Editorial

O efeito Galamba

Quando se nomeia João Galamba, com o seu perfil político combativo, com o seu posicionamento à esquerda do PS e a sua proximidade ao BE, que questiona as “rendas excessivas”, o efeito da queda de Seguro Sanches fica diminuído.

Na sua página de Facebook, o presidente da Câmara do Porto, Rui Moreira, colocou ontem um post que sintetizava o que muitos pensavam sobre uma das nomeações incluídas na vasta remodelação governamental: “Como estragar uma remodelação.
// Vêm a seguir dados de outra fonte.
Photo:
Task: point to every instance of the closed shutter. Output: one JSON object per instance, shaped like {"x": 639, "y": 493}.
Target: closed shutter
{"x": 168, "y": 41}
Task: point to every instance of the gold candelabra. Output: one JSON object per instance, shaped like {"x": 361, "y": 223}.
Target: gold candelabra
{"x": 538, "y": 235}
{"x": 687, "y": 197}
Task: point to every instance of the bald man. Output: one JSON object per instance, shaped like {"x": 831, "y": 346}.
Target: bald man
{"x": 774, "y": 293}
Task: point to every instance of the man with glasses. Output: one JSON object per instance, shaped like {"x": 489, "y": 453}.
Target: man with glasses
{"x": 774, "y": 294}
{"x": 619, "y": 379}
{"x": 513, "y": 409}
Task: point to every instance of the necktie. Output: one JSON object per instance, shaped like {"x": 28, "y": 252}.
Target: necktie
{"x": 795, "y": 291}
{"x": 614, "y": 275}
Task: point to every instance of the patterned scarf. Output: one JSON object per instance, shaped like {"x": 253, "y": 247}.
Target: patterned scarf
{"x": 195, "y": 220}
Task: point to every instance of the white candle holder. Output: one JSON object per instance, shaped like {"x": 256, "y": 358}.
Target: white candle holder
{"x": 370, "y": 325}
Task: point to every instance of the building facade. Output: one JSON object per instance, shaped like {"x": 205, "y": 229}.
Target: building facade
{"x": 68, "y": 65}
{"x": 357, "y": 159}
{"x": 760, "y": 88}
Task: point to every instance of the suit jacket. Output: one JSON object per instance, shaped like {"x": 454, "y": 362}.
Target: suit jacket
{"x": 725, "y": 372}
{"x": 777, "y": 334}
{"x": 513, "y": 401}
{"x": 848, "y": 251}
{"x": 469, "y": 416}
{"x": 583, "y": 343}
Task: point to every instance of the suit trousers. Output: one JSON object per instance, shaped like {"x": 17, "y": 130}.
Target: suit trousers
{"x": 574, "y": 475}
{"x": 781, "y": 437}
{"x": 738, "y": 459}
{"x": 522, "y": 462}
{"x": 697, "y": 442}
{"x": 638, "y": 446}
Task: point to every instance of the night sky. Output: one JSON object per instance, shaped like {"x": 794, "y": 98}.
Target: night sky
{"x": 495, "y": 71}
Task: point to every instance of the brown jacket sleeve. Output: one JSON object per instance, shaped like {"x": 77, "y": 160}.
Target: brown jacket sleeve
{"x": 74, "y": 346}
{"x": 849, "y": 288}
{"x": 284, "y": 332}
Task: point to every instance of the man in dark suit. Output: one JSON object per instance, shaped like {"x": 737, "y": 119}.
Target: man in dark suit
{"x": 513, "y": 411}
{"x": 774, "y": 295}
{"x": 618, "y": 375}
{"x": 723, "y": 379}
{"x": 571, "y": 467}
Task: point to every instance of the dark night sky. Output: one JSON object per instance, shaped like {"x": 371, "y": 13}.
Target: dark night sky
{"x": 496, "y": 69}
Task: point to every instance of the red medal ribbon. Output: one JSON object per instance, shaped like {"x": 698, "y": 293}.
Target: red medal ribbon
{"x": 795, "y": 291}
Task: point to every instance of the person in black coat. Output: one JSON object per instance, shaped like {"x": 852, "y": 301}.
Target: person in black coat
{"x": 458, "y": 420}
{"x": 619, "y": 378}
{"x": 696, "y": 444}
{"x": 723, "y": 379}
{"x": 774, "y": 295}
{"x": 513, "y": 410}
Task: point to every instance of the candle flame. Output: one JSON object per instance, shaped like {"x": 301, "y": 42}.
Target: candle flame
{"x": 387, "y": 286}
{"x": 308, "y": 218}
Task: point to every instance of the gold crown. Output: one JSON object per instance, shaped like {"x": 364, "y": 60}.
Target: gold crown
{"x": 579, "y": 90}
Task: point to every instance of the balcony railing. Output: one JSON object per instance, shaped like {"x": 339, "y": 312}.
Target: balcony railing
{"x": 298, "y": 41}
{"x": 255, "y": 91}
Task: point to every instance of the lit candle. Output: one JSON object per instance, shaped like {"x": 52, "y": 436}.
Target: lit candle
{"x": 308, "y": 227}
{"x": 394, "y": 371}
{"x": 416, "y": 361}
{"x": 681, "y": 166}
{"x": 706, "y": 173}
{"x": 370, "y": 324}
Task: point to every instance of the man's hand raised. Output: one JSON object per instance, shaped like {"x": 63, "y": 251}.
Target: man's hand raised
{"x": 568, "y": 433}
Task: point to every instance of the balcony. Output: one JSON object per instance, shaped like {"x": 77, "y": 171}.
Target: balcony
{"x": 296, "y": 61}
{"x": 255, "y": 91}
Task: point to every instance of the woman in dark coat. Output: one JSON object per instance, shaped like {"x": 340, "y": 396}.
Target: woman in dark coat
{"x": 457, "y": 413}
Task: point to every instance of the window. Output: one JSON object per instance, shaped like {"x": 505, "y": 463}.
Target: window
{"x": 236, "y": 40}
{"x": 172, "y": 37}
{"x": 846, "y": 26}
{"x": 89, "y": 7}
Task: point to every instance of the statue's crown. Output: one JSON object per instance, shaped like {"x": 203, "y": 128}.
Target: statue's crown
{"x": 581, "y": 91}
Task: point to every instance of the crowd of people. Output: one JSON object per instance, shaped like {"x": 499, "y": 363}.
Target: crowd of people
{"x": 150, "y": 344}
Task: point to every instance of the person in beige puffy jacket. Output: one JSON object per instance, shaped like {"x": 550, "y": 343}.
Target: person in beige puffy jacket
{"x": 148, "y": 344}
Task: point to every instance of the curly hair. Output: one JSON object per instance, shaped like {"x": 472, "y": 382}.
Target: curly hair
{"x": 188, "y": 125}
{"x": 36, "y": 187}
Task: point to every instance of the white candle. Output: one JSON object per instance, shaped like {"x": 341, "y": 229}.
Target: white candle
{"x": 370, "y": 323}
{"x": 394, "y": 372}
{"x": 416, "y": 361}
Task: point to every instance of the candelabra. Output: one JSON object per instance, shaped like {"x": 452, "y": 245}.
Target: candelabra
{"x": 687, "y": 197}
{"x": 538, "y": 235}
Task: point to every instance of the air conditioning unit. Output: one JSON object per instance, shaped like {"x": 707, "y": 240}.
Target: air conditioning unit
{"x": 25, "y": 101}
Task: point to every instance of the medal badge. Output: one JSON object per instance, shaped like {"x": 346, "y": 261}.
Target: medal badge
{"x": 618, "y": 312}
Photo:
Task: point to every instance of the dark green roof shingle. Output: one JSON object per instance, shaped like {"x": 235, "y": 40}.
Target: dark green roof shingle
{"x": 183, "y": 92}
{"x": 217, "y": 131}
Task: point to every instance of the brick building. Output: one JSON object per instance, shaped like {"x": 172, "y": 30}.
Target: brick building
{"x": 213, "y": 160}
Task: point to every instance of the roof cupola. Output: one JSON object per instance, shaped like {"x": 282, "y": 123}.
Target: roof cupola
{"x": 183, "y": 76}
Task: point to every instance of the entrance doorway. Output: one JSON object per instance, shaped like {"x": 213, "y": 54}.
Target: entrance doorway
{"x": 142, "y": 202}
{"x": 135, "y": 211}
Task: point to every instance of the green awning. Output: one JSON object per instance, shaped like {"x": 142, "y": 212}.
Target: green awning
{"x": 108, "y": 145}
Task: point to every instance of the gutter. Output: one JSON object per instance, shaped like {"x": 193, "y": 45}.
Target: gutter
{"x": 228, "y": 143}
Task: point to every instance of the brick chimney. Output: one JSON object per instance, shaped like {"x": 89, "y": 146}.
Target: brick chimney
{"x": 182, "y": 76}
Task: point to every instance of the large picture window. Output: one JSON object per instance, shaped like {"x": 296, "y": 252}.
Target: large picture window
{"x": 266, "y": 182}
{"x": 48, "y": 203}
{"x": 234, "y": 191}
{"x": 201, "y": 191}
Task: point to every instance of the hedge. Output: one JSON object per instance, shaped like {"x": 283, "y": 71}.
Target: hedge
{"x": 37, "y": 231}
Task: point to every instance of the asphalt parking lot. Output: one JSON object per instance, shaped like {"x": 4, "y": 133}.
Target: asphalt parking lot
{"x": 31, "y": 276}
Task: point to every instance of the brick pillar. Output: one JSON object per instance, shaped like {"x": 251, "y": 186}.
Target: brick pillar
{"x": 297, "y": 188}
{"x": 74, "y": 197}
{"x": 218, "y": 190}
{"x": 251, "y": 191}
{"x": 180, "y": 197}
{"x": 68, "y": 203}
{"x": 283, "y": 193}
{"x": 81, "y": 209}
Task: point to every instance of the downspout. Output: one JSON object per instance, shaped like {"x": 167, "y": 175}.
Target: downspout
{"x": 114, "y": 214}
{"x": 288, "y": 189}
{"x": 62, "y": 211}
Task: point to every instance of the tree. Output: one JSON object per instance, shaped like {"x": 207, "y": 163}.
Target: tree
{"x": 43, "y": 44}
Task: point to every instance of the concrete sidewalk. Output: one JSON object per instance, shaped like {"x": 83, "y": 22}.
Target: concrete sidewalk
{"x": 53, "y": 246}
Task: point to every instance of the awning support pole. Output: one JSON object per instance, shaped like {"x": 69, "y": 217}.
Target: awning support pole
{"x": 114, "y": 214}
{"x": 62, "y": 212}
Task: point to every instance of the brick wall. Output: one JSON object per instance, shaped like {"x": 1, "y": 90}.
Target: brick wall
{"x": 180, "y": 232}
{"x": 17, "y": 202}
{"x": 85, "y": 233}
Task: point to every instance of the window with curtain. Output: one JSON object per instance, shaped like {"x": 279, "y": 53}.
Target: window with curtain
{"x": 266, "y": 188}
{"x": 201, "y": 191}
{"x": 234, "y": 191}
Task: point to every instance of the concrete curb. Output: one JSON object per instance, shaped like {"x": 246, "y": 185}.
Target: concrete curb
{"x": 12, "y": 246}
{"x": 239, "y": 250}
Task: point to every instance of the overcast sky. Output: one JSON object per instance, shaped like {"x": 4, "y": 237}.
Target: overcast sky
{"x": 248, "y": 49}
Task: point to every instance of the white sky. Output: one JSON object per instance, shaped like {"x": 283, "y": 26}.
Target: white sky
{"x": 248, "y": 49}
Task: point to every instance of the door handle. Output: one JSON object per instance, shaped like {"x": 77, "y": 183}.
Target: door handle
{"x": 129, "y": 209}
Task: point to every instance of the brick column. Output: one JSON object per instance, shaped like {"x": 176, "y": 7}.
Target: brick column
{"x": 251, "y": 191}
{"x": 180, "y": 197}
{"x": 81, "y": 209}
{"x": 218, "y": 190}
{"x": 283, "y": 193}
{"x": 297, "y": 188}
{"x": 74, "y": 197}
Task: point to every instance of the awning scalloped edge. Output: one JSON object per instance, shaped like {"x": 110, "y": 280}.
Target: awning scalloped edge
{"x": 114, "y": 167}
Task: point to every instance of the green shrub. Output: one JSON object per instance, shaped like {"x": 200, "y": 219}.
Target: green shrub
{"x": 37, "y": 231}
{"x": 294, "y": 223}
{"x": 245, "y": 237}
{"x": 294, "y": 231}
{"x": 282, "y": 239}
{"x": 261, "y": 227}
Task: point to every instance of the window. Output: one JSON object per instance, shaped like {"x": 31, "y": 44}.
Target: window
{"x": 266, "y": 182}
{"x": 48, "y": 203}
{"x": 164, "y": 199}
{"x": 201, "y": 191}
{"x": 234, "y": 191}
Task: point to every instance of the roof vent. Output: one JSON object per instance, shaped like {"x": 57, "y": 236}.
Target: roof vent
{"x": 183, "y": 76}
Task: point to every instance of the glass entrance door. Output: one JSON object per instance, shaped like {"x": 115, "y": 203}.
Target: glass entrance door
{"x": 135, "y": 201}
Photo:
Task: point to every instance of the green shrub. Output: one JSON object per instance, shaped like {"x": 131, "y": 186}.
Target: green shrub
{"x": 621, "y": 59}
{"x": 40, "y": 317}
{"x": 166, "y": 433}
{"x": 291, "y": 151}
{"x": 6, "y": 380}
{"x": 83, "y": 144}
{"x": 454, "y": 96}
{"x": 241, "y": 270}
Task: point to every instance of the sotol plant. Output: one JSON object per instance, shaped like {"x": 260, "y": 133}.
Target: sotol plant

Galamba para a secretaria de Estado da Energia ou... Ministry  of  Silly  Walk”.

O citado “Ministério dos Andares Patetas” (o nome é auto-explicativo) é um sketch dos Monty Python que, supõe-se, serve para sublinhar a ideia que um perfil como o de João Galamba numa pasta como a da Energia tem a sua dose de absurdo. Faltar-lhe-ão, por exemplo, as credenciais técnicas para o lugar. Essa foi a linha crítica seguida por muitos dos críticos da nomeação, acrescentando outros a aversão que a figura lhes suscita por ter nascido para a política activa pela mão de José Sócrates.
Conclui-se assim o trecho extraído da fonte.